Cela confirme que notre société n’est pas capable de mesurer et percevoir ses vraies richesses. L’outil actuel de mesure de la richesse, le produit intérieur brut (PIB), a deux inconvénients. D’une part, il prend en compte des flux monétaires et financiers qui sont des nuisances et, d’autre part, il ne tient pas compte des vraies richesses. Ainsi, le covoiturage ou la prévention sanitaire réduisent le PIB. Alors qu’une intervention chirurgicale lourde ou des achats massifs de véhicules neufs vont le faire augmenter. Il faut changer cet outil de mesure – qui nous emmène dans la mauvaise direction – et mener un vaste audit des richesses réelles.

Comment conduire un tel audit ?

Il faut revenir au sens premier du mot bénéfice, qui veut dire bienfait, avant de vouloir dire profit. Plus concrètement, on doit commencer par exploiter un certain nombre de données déjà existantes. Je pense par exemple aux indicateurs de santé sociale, aux bilans carbone, à l’outil d’empreinte écologique, à celui de « budget-temps » édité par l’Insee (Institut national de la statistique et des études économiques) ou encore aux différentes enquêtes de santé… En ayant de meilleures informations sur les richesses réelles, on pourrait favoriser les activités bénéfiques via l’incitation fiscale, et faire l’inverse pour les activités nuisibles. Cela reviendrait à bâtir un vaste système de bonus-malus à l’échelle européenne, pour donner à nouveau du sens à l’économie.

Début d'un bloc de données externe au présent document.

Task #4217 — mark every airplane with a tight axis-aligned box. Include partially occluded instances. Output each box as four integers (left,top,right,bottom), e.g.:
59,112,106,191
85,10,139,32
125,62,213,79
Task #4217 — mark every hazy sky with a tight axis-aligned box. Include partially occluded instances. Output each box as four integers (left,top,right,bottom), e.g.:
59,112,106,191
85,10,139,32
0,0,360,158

Pourtant, ces dernières semaines, l’Union européenne a mis l’accent sur la réduction de sa dette et semble parier nettement sur l’austérité…

Une partie de l’Europe, avec l’Allemagne, mise actuellement sur une politique de monnaie rare et d’austérité, risquant de mener à une déflation. Cette austérité est l’inverse de la sobriété qu’il faudrait rechercher. Là où la sobriété vise à limiter les excès et les gaspillages, l’austérité détruit nos richesses, comme la santé ou l’éducation. J’aime l’image du prix Nobel d’économie Paul Krugman, qui compare nos programmes d’austérité – menés pour ces nouveaux dieux courroucés que sont les marchés financiers – à ces sacrifices humains pratiqués par les Mayas pour apaiser la colère du dieu Soleil ! Les résultats sont tout aussi édifiants.

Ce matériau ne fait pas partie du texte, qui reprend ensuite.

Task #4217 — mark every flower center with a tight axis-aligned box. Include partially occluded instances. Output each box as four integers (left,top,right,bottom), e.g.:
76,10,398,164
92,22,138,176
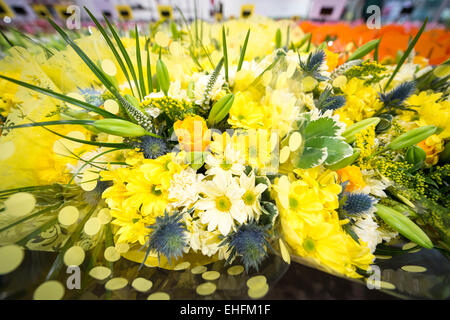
220,162,233,171
151,185,162,196
216,196,231,212
164,160,172,171
242,190,256,206
289,197,298,210
303,238,316,252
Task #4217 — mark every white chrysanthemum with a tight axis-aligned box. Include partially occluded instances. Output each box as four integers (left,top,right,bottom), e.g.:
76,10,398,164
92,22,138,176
353,213,383,252
185,215,227,259
195,172,248,236
169,167,204,208
361,170,392,197
239,172,267,220
205,144,245,176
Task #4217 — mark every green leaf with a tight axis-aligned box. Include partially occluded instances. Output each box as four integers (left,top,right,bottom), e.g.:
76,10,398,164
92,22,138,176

Ce message est-il audible en situation d’urgence, alors que trois pays européens ont dû faire appel à l’Europe pour renflouer leurs caisses ?

L’Europe se trompe de priorités. Elle répète les erreurs faites au début de la crise financière, en 2008, aux Etats-Unis, où l’on a utilisé l’argent public, non pour sauver les ménages américains à la rue mais pour rembourser les banques qui – via les CDS (1) – avaient parié sur la faillite de ces ménages et sur celle de l’assureur AIG. L’Europe fait encore tout pour sauver ses banques, mais ces sauvetages ne bénéficient pas aux gens, et des milliers d’Européens basculent encore dans la misère. Or, on ne peut garantir un minimum pour tous si l’on accorde un soutien inconditionnel à certains mastodontes. Il y a en Europe des centaines de milliers d’êtres humains qui voudraient travailler et d’énormes besoins et manques auxquels il faudrait subvenir. C’est ce lien entre ces deux besoins essentiels que l’on doit retrouver.

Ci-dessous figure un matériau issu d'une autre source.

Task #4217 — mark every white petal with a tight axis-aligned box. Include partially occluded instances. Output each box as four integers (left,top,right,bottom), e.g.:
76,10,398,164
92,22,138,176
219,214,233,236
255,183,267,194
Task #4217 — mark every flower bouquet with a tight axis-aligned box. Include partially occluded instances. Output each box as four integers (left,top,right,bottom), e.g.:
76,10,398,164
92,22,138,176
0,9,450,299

Jusqu’à aujourd’hui, le chômage ne baisse que lorsque le PIB augmente, et vice versa. Quelles solutions préconisez-vous ?

Je tiens à rappeler un chiffre. Entre 1820 et 1960, dans le monde, la productivité a doublé. Entre 1960 et aujourd’hui, elle a été multipliée par cinq ! Mais, au lieu de bénéficier à tous, cette énorme accélération s’est traduite par un chômage de masse, tant et si bien que la durée effective du travail ne cesse de baisser en France, en Allemagne, en Espagne… Il faudrait désormais cesser de penser que le temps, c’est de l’argent. L’argent n’est qu’un sous-ensemble du temps, il n’est que la mobilisation du temps de travail humain. Il faudrait revenir à la possibilité d’échanger du temps, notamment dans le cadre d’un service civique intergénérationnel. L’Etat pourrait également accepter des « contributions-temps » venant des personnes qui ne peuvent régler certaines sommes, comme il accepte déjà des travaux d’intérêt général dans un cadre punitif. C’est un projet qui permet de réduire les inégalités, puisqu’une journée dure vingt-quatre heures pour tout le monde, que l’on soit riche ou pauvre !

Face à l’échec des dirigeants européens, les solutions peuvent-elle, selon vous, venir des régions en crise ?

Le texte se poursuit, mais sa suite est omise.